Na ocasião, o conselho afirmou que a licença compensatória não deveria ser classificada como “penduricalho”, mas como um direito decorrente de legislação federal aprovada em 2015 para compensar o acúmulo de funções. O CNJ também declarou que o tribunal paranaense seguiu os procedimentos exigidos para o reconhecimento da verba. Procurado pela reportagem, o TJ-PR não se manifestou até a publicação do levantamento.

Outro fator que contribui para o aumento desses pagamentos é a situação de magistrados aposentados. Ao se tornarem inativos, eles podem receber retroativamente benefícios acumulados durante a carreira e que não haviam sido utilizados anteriormente.

Levantamento citado pela Folha indica que metade dos 20 magistrados estaduais com maiores remunerações em 2025 já estavam aposentados. Em um dos casos identificados, uma juíza recebeu R$ 1,7 milhão apenas em valores retroativos naquele ano.

De acordo com dados do CNJ, 58 magistrados tiveram pagamentos superiores a R$ 200 mil apenas com verbas referentes a exercícios anteriores.

Decisão do STF e prazo para revisão

Na semana anterior, Gilmar Mendes havia determinado a suspensão imediata desses pagamentos retroativos. Posteriormente, porém, o ministro revisou a decisão após manifestação da Associação dos Magistrados Brasileiros (AMB).

A entidade argumentou que existia incompatibilidade entre o prazo da decisão e uma liminar concedida pelo ministro Flávio Dino. Essa liminar suspendeu os chamados penduricalhos em todo o funcionalismo público e estabeleceu um prazo de 60 dias para que os órgãos realizem uma revisão detalhada das verbas pagas acima do teto constitucional.

Segundo a associação, seria inviável interromper imediatamente os pagamentos antes da conclusão desse processo de revisão.
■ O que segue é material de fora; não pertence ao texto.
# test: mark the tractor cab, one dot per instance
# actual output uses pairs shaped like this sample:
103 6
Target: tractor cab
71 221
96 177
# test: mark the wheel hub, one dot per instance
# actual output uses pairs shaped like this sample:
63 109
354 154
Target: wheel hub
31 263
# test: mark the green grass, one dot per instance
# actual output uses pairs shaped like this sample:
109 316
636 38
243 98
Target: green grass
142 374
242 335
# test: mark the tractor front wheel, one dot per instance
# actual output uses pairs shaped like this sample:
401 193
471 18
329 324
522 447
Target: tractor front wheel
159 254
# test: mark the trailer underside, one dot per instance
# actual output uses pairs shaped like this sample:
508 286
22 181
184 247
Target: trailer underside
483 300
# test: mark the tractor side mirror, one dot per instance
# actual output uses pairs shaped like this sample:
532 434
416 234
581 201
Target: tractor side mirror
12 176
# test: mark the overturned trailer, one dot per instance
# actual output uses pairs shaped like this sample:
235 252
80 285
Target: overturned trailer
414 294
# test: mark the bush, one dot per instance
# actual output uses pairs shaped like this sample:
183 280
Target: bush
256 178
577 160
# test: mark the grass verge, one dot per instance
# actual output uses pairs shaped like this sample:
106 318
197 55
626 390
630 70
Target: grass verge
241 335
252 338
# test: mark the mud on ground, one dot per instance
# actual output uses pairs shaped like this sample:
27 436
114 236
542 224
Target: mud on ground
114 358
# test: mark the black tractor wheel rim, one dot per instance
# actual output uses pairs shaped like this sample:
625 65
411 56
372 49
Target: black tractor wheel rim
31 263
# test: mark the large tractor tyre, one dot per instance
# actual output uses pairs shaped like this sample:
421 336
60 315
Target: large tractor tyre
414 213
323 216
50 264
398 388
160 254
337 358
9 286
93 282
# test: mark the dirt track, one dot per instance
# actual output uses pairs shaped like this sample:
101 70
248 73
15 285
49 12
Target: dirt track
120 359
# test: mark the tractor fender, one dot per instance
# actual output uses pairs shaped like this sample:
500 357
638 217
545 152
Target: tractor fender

Diante da situação, Mendes e Dino decidiram unificar o prazo de análise em 45 dias, contados a partir de 23 de fevereiro. Até o término desse período, o pagamento dos retroativos que já estavam programados poderá continuar.

Gilmar ressaltou, contudo, que apenas valores previamente autorizados e incluídos no cronograma orçamentário poderão ser liberados durante esse intervalo.

Reajuste no teto salarial

Segundo a Folha, o STF, o governo federal e o Congresso discutem a possibilidade de reajustar o teto constitucional do funcionalismo público como parte de uma transição para o fim dos chamados penduricalhos salariais. A hipótese surge após decisões recentes do STF que suspenderam verbas indenizatórias pagas acima do limite legal.

A proposta ainda está em fase inicial e enfrenta resistência dentro do próprio governo. Integrantes da área econômica consideram a medida inviável no atual contexto fiscal, enquanto parlamentares e membros do Judiciário defendem que o reajuste poderia compensar a eliminação de benefícios extras.

Elevar o teto significaria aumentar o salário dos ministros do STF — hoje em R$ 46,3 mil — o que geraria efeito cascata em todo o funcionalismo. A discussão ocorre no âmbito de uma comissão criada pelo ministro Edson Fachin para buscar uma solução que concilie o respeito ao teto constitucional com a responsabilidade fiscal.